Deep learning to find bugs
A review of the following technical report published in 2017: https://software-lab.org/publications/DeepBugs_TR_Nov2017.pdf
The idea behind this framework is to apply transformations to code so that the code produced is buggy. This allows the system to have access to a large amount of training data. The bugs detected might not come from the "real world" and the system is closer to a linter, but it has the ability to take into account variable and function names that are usually ignored by linters.
The paper confirms that they faced the same challenges as us when attempting to create a bug detector:
A key reason for the current lack of learning-based bug detectors is that effective machine learning requires large amounts of training data
Among the transformations used to create buggy code, the authors propose:
- swapping the arguments of a function
- Changing comparison operators (replacing
<=with < for example) - Mixing x and y (
height - xinstead ofheight - yfor example)
We find that the learned bug detectors have an accuracy between 84.23% and 94.53%
While this is quite accurate, developers don't like false positives (when using linters for example), so there will be a UX challenge on how to present the warnings so that the developer can receive feedback from the tool without feeling overwhelmed by notifications and warnings.
Internally, they use a simple word embedding model, with a deep-forward neural network. We can definitely improve on their approach by using an LLM instead of a word2vec style model to generate embeddings at first.
model = Sequential()
model.add(Dropout(0.2, input_shape=(x_length,)))

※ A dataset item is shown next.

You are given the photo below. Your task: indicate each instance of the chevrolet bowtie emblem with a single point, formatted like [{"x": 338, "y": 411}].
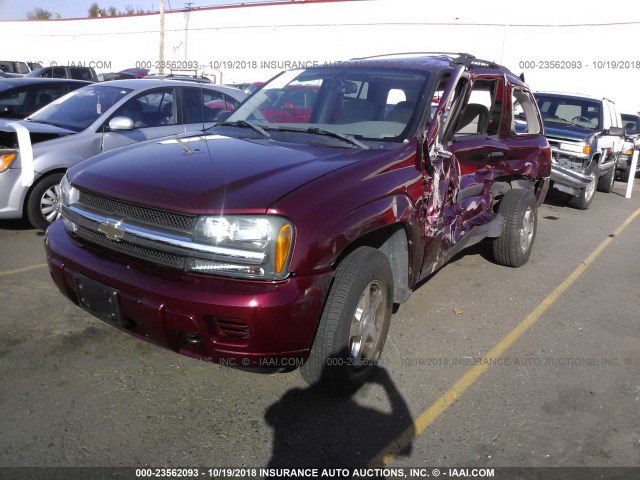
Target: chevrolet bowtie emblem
[{"x": 112, "y": 230}]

model.add(Dense(200, input_dim=x_length,
activation="relu", kernel_initializer='normal'))
model.add(Dropout(0.2))
#model.add(Dense(200, activation="relu"))
model.add(Dense(1, activation="sigmoid", kernel_initializer='normal'))
In their model, the data is simply the sum of the vectors that represent the function name and the arguments given. This approach might struggle for functions with a large number of arguments. A bit of the relevant code to generate training data:
# for all xy-pairs: y value = probability that incorrect
x_keep = callee_vector + argument0_vector + argument1_vector
x_keep += base_vector + argument0_type_vector + argument1_type_vector
x_keep += parameter0_vector + parameter1_vector # + file_name_vector
y_keep = [0] # The output is a probability. For training, it's 0 or 1
xs.append(x_keep) # The list used to store the training data.
Another limitation of their approach is that the model will struggle to learn new types of bug as their encoding is highly dependent on the type of bugs they are trying to catch.